The Indian Premier League (IPL) is a men’s T20 franchise cricket league of India. It is annually contested by ten teams based out of seven Indian cities and three Indian states. The league was founded by the Board of Control for Cricket in India (BCCI) in 2007. Fantasy cricket is gaining popularity day by day. Here, a user can choose real life players based on their various performance.
To create the ideal Super-11 team by analysing the IPL’s ball-by-ball and match-by-match datasets. The team should have strong openers, middle-order hitters, all-rounders, a reliable wicketkeeper, and a collection of quick and spin bowlers. Players who have played or bowled 300 balls should be considered.

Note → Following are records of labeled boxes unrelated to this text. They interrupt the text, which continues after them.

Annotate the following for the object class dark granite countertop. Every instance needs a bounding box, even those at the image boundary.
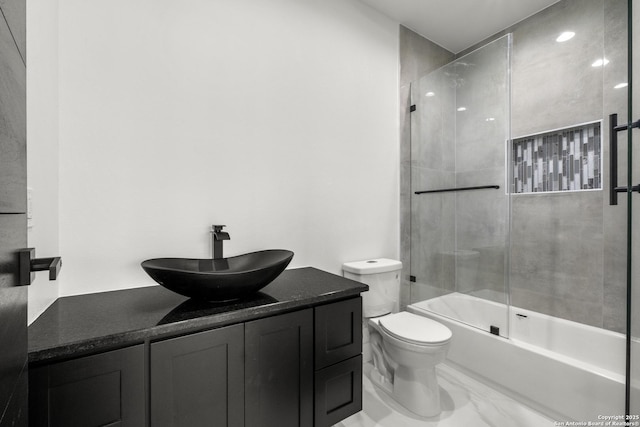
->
[29,267,368,364]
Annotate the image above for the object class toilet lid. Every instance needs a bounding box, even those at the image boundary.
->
[379,311,452,345]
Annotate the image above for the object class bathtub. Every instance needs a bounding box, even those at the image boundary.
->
[407,292,640,421]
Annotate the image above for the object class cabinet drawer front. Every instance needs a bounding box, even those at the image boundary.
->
[315,297,362,369]
[151,325,244,427]
[29,345,145,427]
[314,356,362,427]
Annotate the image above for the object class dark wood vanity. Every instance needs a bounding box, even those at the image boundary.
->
[29,268,367,427]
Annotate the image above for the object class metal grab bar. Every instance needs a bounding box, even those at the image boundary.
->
[415,185,500,194]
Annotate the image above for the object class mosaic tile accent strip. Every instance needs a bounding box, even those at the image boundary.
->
[511,122,602,193]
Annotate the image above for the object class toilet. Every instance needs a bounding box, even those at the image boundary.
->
[342,258,452,417]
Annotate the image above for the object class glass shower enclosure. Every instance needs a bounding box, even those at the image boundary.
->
[408,0,640,415]
[410,35,511,336]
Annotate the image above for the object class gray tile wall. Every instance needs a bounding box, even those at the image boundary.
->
[510,0,626,331]
[400,0,628,331]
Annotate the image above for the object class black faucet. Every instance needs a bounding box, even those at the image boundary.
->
[211,225,231,259]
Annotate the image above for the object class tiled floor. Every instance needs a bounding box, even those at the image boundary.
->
[334,364,554,427]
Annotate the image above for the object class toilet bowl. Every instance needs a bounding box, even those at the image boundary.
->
[343,259,452,417]
[369,312,452,417]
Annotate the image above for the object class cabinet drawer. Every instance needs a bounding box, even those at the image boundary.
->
[29,345,145,427]
[315,297,362,370]
[314,355,362,427]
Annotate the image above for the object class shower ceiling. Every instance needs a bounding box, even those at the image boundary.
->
[360,0,559,53]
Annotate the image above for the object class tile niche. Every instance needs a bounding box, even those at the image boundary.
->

Given Dataset: IPL Complete Dataset (2008-2020).
This dataset consists of two separate CSV files.
Information of each match summary
No of features- 17 such as inning, over, ball,batsman, etc
Data points- 816
Ball by ball details and deliveries
No of features- 18 such as inning, over, ball,batsman, etc
Data points- 193468
library(tidyverse)
library(forcats)
library(tidyr)
library(lubridate)
library(ggplot2)
library(dplyr)
mm <- read.csv("IPL Matches 2008-2020.csv")
bb <- read.csv("IPL Ball-by-Ball 2008-2020.csv")
str(mm)
## 'data.frame': 816 obs. of 17 variables:
## $ id : int 335982 335983 335984 335985 335986 335987 335988 335989 335990 335991 ...

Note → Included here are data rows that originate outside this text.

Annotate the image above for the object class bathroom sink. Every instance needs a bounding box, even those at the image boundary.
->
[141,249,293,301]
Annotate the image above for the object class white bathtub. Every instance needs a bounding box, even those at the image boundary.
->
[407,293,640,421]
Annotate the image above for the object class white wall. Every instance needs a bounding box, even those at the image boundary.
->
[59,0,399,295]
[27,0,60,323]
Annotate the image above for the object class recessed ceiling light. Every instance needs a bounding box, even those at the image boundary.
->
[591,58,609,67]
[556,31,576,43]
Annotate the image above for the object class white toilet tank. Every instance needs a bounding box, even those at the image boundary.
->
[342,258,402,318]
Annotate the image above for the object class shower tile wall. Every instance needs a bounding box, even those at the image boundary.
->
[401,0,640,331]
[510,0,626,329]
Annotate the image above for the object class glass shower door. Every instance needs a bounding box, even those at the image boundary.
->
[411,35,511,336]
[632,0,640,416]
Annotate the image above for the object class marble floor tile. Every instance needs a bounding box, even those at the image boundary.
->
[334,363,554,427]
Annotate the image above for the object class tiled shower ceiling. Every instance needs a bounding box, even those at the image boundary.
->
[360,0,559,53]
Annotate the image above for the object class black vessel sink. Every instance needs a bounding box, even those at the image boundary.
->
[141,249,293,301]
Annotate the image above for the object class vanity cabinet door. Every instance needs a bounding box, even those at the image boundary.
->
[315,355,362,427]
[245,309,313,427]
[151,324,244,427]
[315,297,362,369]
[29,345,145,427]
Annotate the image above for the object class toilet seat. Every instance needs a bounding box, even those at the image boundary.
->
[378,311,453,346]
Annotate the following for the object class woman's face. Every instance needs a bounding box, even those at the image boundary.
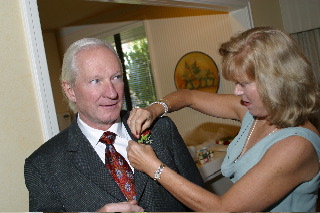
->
[234,81,268,117]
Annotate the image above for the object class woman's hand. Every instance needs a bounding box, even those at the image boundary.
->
[97,200,144,212]
[128,108,157,138]
[127,141,161,178]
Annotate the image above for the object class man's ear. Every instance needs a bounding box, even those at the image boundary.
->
[61,81,76,102]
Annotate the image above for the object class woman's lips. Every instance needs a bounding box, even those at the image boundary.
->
[242,101,251,107]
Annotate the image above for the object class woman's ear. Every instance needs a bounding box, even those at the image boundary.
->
[61,81,77,102]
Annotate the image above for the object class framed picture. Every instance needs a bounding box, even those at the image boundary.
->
[174,51,220,93]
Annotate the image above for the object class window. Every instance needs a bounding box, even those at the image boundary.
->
[100,23,157,110]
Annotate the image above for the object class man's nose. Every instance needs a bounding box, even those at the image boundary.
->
[102,82,118,99]
[233,84,243,96]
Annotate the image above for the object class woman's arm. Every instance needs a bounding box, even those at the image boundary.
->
[128,136,319,212]
[128,89,247,137]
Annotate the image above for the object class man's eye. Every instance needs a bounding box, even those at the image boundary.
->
[90,79,100,84]
[113,75,122,79]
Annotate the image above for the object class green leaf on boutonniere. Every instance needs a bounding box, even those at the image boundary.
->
[138,129,152,144]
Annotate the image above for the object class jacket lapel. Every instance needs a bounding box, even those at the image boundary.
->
[121,111,150,201]
[68,119,126,202]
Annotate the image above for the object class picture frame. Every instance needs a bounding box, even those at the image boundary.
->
[174,51,220,93]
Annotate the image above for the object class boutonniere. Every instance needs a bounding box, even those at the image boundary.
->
[138,129,152,145]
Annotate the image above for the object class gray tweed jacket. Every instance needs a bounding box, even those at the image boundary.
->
[24,112,204,212]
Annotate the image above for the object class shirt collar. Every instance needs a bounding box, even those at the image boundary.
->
[77,114,131,147]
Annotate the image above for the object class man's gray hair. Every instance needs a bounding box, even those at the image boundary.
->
[60,38,122,112]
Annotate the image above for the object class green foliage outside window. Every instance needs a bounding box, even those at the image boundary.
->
[122,38,157,107]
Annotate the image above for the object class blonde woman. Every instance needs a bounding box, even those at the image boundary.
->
[128,27,320,212]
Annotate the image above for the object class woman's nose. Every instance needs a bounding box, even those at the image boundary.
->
[233,84,243,96]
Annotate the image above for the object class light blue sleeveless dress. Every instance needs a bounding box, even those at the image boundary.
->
[221,112,320,212]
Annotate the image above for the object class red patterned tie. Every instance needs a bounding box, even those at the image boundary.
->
[99,131,136,201]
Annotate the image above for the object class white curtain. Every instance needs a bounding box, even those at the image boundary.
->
[291,28,320,130]
[291,28,320,83]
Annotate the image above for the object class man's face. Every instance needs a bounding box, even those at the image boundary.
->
[64,47,124,130]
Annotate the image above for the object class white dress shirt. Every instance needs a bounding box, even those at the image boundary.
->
[77,115,134,171]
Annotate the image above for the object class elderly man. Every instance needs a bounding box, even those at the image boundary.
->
[25,38,203,212]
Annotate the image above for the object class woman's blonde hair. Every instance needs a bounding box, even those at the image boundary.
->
[219,27,320,128]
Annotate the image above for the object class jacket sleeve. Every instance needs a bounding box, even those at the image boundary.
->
[24,159,65,212]
[155,117,205,187]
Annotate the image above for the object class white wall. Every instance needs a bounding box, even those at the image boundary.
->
[145,14,239,144]
[0,0,44,212]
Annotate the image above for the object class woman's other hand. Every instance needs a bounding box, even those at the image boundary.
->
[127,141,161,178]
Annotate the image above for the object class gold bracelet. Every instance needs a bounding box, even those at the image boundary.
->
[159,98,171,112]
[153,163,166,181]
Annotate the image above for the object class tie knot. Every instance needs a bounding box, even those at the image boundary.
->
[99,131,116,145]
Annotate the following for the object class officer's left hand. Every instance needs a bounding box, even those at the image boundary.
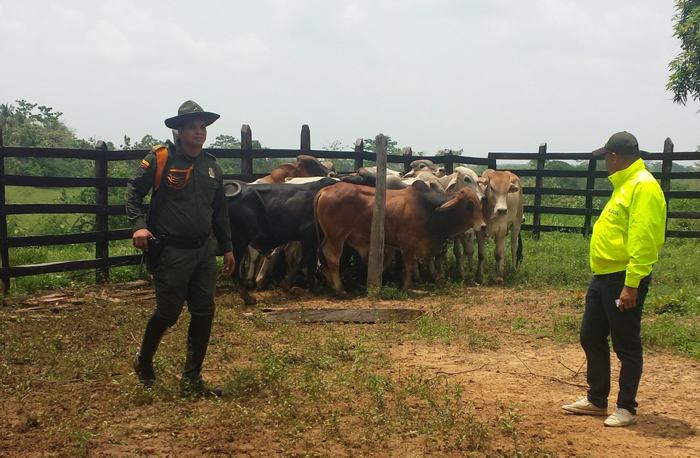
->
[620,286,637,310]
[224,251,236,277]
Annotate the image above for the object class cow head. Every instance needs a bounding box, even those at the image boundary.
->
[403,159,437,178]
[436,188,486,233]
[445,166,484,200]
[479,169,520,215]
[294,154,335,177]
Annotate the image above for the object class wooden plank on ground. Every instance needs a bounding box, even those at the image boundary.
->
[249,309,425,324]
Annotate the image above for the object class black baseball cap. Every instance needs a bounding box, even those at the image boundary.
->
[593,130,646,157]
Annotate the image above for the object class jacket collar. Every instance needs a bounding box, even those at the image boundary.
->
[608,157,646,188]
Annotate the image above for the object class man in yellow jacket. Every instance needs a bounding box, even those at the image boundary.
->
[562,132,666,426]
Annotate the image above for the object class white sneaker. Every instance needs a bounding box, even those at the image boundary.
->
[603,407,637,426]
[561,396,608,415]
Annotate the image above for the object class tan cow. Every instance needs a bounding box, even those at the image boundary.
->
[476,169,523,284]
[314,181,485,295]
[255,154,335,184]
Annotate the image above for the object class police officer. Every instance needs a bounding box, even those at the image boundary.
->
[126,100,235,395]
[562,132,666,426]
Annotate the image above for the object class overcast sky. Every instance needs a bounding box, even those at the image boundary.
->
[0,0,700,156]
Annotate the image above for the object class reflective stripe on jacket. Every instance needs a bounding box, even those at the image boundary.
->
[590,159,666,288]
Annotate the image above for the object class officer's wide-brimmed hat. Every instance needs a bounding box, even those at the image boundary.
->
[593,131,647,157]
[165,100,219,129]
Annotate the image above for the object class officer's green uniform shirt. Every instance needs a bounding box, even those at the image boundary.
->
[126,142,232,252]
[590,159,666,288]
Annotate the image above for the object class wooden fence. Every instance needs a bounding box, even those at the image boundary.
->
[0,125,700,292]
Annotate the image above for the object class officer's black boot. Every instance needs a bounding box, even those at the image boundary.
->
[180,316,222,397]
[134,313,169,388]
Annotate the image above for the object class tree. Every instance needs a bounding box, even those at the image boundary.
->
[666,0,700,105]
[119,134,165,150]
[435,148,464,156]
[364,135,401,154]
[0,100,94,177]
[209,135,241,149]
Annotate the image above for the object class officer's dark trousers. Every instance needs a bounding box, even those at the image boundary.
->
[581,272,651,414]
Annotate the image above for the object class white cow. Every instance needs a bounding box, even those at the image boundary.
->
[476,169,523,284]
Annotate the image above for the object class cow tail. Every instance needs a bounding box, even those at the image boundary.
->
[314,189,326,267]
[515,232,523,265]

## $ city : chr "Bangalore" "Chandigarh" "Delhi" "Mumbai" ...
## $ date : chr "2008-04-18" "2008-04-19" "2008-04-19" "2008-04-20" ...

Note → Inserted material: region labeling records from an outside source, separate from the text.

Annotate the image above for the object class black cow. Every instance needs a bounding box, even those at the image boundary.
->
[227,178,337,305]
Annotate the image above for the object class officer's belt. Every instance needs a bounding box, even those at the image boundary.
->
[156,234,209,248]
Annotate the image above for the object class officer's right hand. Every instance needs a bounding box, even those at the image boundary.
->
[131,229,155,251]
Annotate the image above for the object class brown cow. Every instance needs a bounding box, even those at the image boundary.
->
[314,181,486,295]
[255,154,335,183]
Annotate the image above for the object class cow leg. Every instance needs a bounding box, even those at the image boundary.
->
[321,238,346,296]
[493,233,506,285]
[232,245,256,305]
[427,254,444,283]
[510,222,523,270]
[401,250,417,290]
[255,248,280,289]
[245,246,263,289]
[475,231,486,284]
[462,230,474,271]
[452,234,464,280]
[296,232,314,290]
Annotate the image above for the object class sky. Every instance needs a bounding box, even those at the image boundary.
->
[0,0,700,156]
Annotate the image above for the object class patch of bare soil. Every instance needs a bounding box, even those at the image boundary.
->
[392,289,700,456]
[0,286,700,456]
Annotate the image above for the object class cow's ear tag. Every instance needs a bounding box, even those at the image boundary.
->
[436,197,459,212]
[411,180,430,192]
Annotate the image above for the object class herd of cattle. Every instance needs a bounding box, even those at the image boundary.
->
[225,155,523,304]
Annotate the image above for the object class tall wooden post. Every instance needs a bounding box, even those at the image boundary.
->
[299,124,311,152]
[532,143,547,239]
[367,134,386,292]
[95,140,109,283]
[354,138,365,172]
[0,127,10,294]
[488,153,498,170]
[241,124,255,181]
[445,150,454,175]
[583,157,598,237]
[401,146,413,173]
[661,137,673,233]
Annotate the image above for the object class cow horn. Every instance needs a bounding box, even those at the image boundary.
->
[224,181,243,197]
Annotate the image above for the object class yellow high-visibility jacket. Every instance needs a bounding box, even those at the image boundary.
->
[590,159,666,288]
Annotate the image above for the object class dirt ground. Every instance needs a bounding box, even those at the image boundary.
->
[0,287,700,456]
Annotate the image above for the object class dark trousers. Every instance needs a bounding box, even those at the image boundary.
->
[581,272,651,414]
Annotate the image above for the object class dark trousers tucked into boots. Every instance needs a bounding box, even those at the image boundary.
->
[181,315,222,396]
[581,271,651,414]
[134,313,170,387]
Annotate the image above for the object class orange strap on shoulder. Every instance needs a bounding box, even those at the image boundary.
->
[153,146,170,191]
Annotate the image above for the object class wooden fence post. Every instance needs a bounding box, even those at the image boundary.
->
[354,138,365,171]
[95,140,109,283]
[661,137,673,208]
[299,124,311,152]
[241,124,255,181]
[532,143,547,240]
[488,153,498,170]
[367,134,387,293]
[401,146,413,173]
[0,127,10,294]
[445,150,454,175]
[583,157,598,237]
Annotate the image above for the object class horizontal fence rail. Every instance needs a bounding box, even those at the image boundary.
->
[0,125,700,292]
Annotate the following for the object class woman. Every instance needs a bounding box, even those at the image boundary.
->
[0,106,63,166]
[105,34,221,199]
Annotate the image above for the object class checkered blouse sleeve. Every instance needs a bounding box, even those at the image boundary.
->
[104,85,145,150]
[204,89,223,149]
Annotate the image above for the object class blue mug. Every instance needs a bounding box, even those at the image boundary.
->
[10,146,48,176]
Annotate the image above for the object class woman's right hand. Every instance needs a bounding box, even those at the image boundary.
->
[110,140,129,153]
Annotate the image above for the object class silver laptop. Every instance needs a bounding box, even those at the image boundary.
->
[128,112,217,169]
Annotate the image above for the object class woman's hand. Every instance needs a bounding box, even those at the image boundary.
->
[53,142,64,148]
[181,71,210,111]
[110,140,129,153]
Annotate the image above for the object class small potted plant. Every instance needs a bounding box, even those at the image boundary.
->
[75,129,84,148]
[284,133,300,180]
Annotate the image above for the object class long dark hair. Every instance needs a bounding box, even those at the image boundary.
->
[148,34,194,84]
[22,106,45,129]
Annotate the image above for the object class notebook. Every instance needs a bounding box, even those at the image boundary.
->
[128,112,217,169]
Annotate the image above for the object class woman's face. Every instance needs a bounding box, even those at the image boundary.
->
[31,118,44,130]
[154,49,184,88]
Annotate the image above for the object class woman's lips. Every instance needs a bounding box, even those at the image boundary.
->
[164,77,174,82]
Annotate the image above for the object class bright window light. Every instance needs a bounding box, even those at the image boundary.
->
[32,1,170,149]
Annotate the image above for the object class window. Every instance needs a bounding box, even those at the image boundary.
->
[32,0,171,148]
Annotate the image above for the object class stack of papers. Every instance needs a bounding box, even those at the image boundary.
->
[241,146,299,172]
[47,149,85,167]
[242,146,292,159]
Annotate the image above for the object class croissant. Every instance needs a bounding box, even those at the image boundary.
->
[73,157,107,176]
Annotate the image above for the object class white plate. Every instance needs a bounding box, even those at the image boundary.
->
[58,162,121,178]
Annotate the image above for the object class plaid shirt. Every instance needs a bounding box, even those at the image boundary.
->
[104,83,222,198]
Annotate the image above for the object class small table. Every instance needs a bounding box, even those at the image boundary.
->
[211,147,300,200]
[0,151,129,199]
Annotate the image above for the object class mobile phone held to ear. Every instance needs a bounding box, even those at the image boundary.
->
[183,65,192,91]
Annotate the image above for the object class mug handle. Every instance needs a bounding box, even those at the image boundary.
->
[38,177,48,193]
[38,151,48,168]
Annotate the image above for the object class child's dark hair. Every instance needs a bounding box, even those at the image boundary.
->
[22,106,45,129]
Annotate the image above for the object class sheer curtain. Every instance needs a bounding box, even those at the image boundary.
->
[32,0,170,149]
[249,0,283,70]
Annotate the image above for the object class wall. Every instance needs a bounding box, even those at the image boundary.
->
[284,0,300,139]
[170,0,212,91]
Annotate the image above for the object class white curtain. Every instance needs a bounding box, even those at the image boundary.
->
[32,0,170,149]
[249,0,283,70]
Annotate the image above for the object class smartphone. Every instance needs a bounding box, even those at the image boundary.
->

## $ player_of_match: chr "BB McCullum" "MEK Hussey" "MF Maharoof" "MV Boucher" ...
## $ venue : chr "M Chinnaswamy Stadium" "Punjab Cricket Association Stadium, Mohali" "Feroz Shah Kotla" "Wankhede Stadium" ...
## $ neutral_venue : int 0 0 0 0 0 0 0 0 0 0 ...
## $ team1 : chr "Royal Challengers Bangalore" "Kings XI Punjab" "Delhi Daredevils" "Mumbai Indians" ...
## $ team2 : chr "Kolkata Knight Riders" "Chennai Super Kings" "Rajasthan Royals" "Royal Challengers Bangalore" ...
## $ toss_winner : chr "Royal Challengers Bangalore" "Chennai Super Kings" "Rajasthan Royals" "Mumbai Indians" ...
## $ toss_decision : chr "field" "bat" "bat" "bat" ...
## $ winner : chr "Kolkata Knight Riders" "Chennai Super Kings" "Delhi Daredevils" "Royal Challengers Bangalore" ...
## $ result : chr "runs" "runs" "wickets" "wickets" ...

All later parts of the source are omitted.